Should a REST API return a 500 Internal Server Error to indicate that a query references an object that does not exist?

https://softwareengineering.stackexchange.com/questions/368213

31-01-2021
|

Question

I am working with a REST API which resides on a server that handles data for a multitude of IoT devices.

My task is to query the server using the API to collect specific performance information about said devices.

In one instance, I obtain a list of available devices and their corresponding identifiers, then later query the server for more details using those identifiers (GUIDs).

The server is returning a 500 Internal Server Error for a query on one of those IDs. In my application, an exception is thrown and I don't see details about the error. If I examine the response more closely with Postman, I can see that the server returned JSON in the body which contains:

errorMessage: "This ID does not exist".

Disregard the fact the server provided the ID to begin with -- that's a separate problem for the developer.
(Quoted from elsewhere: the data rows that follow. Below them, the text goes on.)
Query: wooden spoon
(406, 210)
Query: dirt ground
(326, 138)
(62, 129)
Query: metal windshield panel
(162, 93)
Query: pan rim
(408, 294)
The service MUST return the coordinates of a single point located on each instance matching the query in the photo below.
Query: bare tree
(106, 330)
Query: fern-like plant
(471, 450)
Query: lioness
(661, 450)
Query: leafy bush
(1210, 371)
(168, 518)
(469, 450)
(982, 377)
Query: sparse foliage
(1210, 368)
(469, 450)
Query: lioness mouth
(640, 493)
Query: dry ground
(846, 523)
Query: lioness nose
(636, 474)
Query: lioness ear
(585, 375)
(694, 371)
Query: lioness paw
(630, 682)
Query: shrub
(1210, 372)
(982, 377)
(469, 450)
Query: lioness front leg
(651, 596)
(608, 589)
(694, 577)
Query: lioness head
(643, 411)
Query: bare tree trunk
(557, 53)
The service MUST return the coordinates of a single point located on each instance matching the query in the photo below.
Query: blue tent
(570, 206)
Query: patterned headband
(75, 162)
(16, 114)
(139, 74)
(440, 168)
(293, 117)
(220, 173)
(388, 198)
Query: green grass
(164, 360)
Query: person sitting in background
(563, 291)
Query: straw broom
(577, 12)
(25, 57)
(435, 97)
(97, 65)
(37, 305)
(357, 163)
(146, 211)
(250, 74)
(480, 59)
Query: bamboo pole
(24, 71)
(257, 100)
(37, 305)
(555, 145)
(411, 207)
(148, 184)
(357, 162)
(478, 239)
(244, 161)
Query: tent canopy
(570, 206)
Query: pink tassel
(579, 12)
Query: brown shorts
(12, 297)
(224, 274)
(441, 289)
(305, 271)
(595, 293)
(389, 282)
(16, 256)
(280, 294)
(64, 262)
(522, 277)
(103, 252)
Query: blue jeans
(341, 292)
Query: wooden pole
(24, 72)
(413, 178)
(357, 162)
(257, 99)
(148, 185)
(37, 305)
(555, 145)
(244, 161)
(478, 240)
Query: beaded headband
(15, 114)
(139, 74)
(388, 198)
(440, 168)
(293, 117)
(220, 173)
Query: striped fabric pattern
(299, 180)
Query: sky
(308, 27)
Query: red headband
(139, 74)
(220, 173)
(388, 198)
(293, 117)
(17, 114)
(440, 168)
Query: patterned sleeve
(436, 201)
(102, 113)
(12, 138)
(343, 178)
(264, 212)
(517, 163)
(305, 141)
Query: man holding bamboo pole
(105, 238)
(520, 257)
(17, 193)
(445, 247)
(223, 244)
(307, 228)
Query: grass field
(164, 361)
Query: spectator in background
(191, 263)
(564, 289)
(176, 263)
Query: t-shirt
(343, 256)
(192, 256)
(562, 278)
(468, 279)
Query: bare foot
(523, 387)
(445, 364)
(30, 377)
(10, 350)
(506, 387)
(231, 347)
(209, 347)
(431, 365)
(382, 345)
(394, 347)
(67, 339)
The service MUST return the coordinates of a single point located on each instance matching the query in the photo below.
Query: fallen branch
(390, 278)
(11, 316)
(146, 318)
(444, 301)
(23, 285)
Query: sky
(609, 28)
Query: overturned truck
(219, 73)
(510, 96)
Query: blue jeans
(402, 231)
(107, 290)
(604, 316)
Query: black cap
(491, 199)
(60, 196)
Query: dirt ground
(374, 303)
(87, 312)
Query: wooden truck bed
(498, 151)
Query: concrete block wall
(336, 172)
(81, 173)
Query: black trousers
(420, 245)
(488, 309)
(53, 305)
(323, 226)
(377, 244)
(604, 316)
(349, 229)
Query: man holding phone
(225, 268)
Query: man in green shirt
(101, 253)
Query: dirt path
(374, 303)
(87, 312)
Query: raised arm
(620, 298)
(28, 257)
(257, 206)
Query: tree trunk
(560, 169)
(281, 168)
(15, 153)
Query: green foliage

Should a REST API return a 500 Internal Server Error to report that a query references an object that doesn't exist? To my thinking, the HTTP response codes should refer strictly to the status of the REST call, rather than to the internal mechanics of the API. I would expect a 200 OK with the response containing the error and description, which would be proprietary to the API in question.

It occurs to me that there is a potential difference in expectation depending on how the REST call is structured.

Consider these examples:

http://example.com/restapi/deviceinfo?id=123
http://example.com/restapi/device/123/info

In the first case, the device ID is passed as a GET variable. A 404 or 500 would indicate that the path (/restapi/deviceinfo) is either not found or resulted in a server error.

In the second case, the device ID is part of the URL. I would be more understanding of a 404 Not Found, but still could argue based on which parts of the path are interpreted as variables versus endpoints.

Solution

I think a 404 response is the best semantic match here, because the resource you were trying to find (as represented by the URI used for the query) was not found. Returning an error payload in the body is reasonable, but not required.

According to RFC 2616, the definition of the 404 status code is:

10.4.5 404 Not Found
The server has not found anything matching the Request-URI. No indication is given of whether the condition is temporary or permanent. The 410 (Gone) status code SHOULD be used if the server knows, through some internally configurable mechanism, that an old resource is permanently unavailable and has no forwarding address. This status code is commonly used when the server does not wish to reveal exactly why the request has been refused, or when no other response is applicable.

OTHER TIPS

I will use your examples.

http://example.com/restapi/deviceinfo?id=123

If the endpoint returns a json array, the best choice for is 200 OK with a empty array if no result were found.

If the endpoint is designed to return a single result, my choice would be 404 NOT FOUND, because, for me, the right syntax for this kind of endpoint is: http://example.com/restapi/deviceinfo/123. I usually use request param only for filtering and when my endpoint returns an array.

http://example.com/restapi/device/123/info

I think this question was already answered here. POST or GET, the better choice seems 404 NOT FOUND because the resource 123 was not found.

In both cases I can't see the necessity to explain the reason of the request was not completed. The request information and HTTP code already explains why.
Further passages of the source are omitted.